#### notes

Look at the following figures:

In Fig. (i), trapezium ABCD and parallelogram EFCD have a common side DC. We say that trapezium ABCD and parallelogram EFCD are on the same base DC.

Similarly, in Fig.(ii), parallelograms PQRS and MNRS are on the same base SR;

In Fig.(iii), triangles ABC and DBC are on the same base BC and in Fig.(iv), parallelogram ABCD and triangle PDC are on the same base DC.

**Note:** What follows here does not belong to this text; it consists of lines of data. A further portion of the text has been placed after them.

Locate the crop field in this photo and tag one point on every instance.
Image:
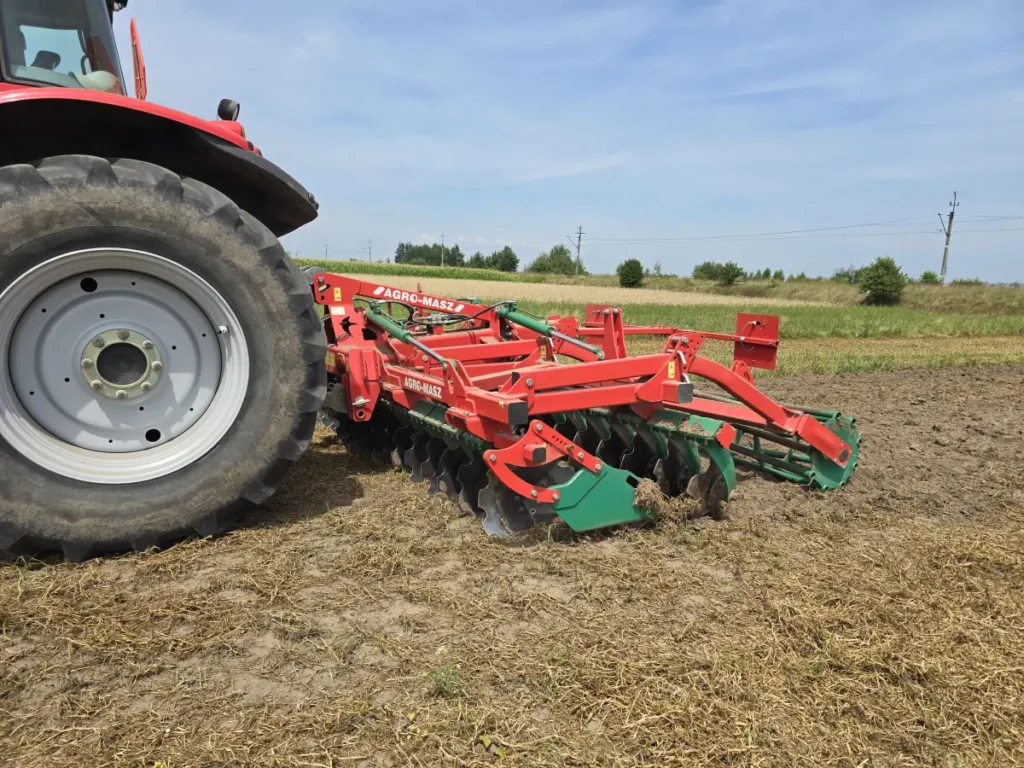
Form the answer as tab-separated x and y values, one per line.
356	621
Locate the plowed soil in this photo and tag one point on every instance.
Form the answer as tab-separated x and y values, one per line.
357	622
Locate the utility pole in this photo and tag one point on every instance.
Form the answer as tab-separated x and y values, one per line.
948	229
579	232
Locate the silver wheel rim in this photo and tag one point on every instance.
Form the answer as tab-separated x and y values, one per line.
118	366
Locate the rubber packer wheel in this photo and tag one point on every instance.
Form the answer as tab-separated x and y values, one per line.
161	358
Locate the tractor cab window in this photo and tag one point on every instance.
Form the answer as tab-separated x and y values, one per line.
67	43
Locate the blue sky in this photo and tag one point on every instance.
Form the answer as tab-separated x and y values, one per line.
503	122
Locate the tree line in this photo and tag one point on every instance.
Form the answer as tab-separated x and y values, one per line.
504	260
557	260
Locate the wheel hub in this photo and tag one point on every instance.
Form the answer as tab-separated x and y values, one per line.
118	366
122	365
87	365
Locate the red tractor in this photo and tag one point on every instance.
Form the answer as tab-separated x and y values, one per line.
161	356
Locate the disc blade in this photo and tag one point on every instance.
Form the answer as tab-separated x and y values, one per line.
431	465
504	511
451	463
470	479
416	456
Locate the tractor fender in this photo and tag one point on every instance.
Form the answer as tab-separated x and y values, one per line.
37	123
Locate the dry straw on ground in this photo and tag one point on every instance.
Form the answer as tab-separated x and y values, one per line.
356	622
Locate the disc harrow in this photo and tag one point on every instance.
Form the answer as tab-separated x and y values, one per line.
520	419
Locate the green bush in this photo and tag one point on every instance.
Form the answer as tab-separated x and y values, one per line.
883	282
556	261
630	273
730	272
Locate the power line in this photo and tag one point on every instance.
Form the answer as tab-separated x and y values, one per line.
948	230
579	232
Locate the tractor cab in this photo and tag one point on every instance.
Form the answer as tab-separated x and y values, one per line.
60	43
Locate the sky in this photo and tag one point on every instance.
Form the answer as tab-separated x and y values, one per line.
664	128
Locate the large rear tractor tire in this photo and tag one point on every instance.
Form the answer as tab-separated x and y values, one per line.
161	358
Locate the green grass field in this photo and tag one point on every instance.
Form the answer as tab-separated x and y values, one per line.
809	322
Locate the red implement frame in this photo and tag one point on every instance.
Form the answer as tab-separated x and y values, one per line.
495	376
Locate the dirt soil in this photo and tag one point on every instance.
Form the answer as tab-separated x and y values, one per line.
356	622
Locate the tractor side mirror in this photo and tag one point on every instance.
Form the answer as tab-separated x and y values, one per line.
228	110
138	64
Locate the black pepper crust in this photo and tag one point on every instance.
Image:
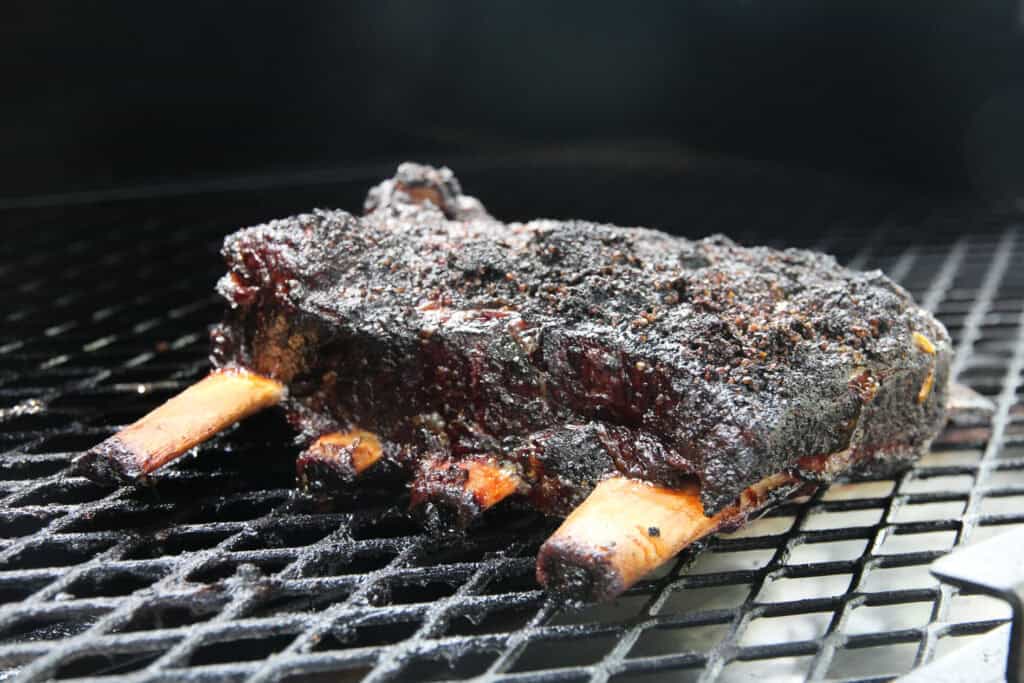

Now look at the following figures:

In Fig. (i), clearly trapezium ABCD and parallelogram EFCD are on the same base DC. In addition to the above, the vertices A and B (of trapezium ABCD) opposite to base DC and the vertices E and F (of parallelogram EFCD) opposite to base DC lie on a line AF parallel to DC. We say that trapezium ABCD and parallelogram EFCD are on the same base DC and between the same parallels AF and DC. Similarly, parallelograms PQRS and MNRS are on the same base SR and between the same parallels PN and SR [see Fig.(ii)] as vertices P and Q of PQRS and vertices M and N of MNRS lie on a line PN parallel to base SR.In the same way, triangles ABC and DBC lie on the same base BC and between the same parallels AD and BC [see Fig. (iii)] and parallelogram ABCD and triangle PCD lie on the same base DC and between the same parallels AP and DC [see Fig.(iv)].

So, two figures are said to be on the same base and between the same parallels, if they have a common base (side) and the vertices (or the vertex) opposite to the common base of each figure lie on a line parallel to the base.